Pour sa part, dans son Statut de 1992, "l'Enseignement Catholique témoigne de la volonté de la communauté chrétienne de prendre part institutionnellement à la responsabilité de la nation vis-à-vis de l'enseignement et de l'éducation". Refusant tout endoctrinement ou prosélytisme, il accueille les jeunes de toute origine et de toute confession, dans le respect scrupuleux de la liberté de conscience, ce qui ne signifie pas qu'il tait les valeurs qui l'animent. La neutralité absolue n'est pas humaine : comme le disait Jaurès, peu suspect de cléricalisme, "seul le néant est neutre". Si l'éducation n'est pertinente que lorsqu'elle reconnaît la personnalité de l'éduqué, l'honnêteté veut que l'éducateur présente ses propres convictions comme telles : "L'Enseignement Catholique ne peut pas renoncer à la liberté de proposer le message et d'exposer les valeurs de l'éducation chrétienne.

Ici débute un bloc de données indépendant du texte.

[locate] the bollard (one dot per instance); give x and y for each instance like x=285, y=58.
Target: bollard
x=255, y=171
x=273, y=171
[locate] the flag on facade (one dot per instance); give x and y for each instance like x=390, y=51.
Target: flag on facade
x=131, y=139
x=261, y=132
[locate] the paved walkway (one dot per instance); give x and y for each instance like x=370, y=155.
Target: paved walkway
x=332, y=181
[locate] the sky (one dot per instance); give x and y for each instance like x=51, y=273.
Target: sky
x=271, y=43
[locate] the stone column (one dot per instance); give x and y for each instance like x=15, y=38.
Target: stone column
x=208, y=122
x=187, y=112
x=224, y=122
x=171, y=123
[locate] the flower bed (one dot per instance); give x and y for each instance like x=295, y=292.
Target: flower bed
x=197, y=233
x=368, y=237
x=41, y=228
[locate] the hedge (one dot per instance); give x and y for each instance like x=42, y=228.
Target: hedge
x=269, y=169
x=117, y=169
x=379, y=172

Il devrait être clair à tous qu'exposer et proposer n'équivaut pas à imposer".


Dans la pratique, se pose la question de la méthode d'évangélisation, conformément à notre rôle, rappelé sans cesse par l'Église. La Constitution conciliaire Gaudium et spes nous précise le sens de la réponse à apporter : convient-il de partir de la doctrine ou de l'histoire des hommes ? Dans son commentaire de l'élaboration de ce précieux texte, Mgr. MATAGRIN nous éclaire sur le choix des Pères du Concile : "Un choix délibéré a été fait de partir de l'anthropologie, de partir chaque fois des dimensions humaines de la personne, de la communauté, de l'histoire, du travail. C'était là la problématique propre du Concile et de Paul VI." Ainsi se trouve définie la démarche caractéristique de l'Enseignement Catholique, comme le dit le Père Cloupet, ancien Secrétaire Général de l'Enseignement Catholique : "La finalité de l'école catholique est fondamentalement anthropologique. Elle est au service du développement et de la culture, de la personne dans toutes ses potentialités, y compris sa dimension spirituelle et, à terme - si Dieu veut - d'une ouverture au religieux". Plus concrètement encore : "L'école ne peut être catholique si elle n'est pas d'abord une école et ne présente pas les éléments déterminants d'une école…. Les disciplines scolaires ne présentent pas seulement un savoir à acquérir, mais encore des valeurs à assimiler et en particulier des vérités à découvrir" (Mgr. GARRONE).


Une complémentarité harmonieuse entre service public d'éducation et Enseignement Catholique est donc possible. La voie est tracée ; il s'agit d'y progresser, au service des jeunes qui nous sont confiés et de la société, avec toute notre communauté.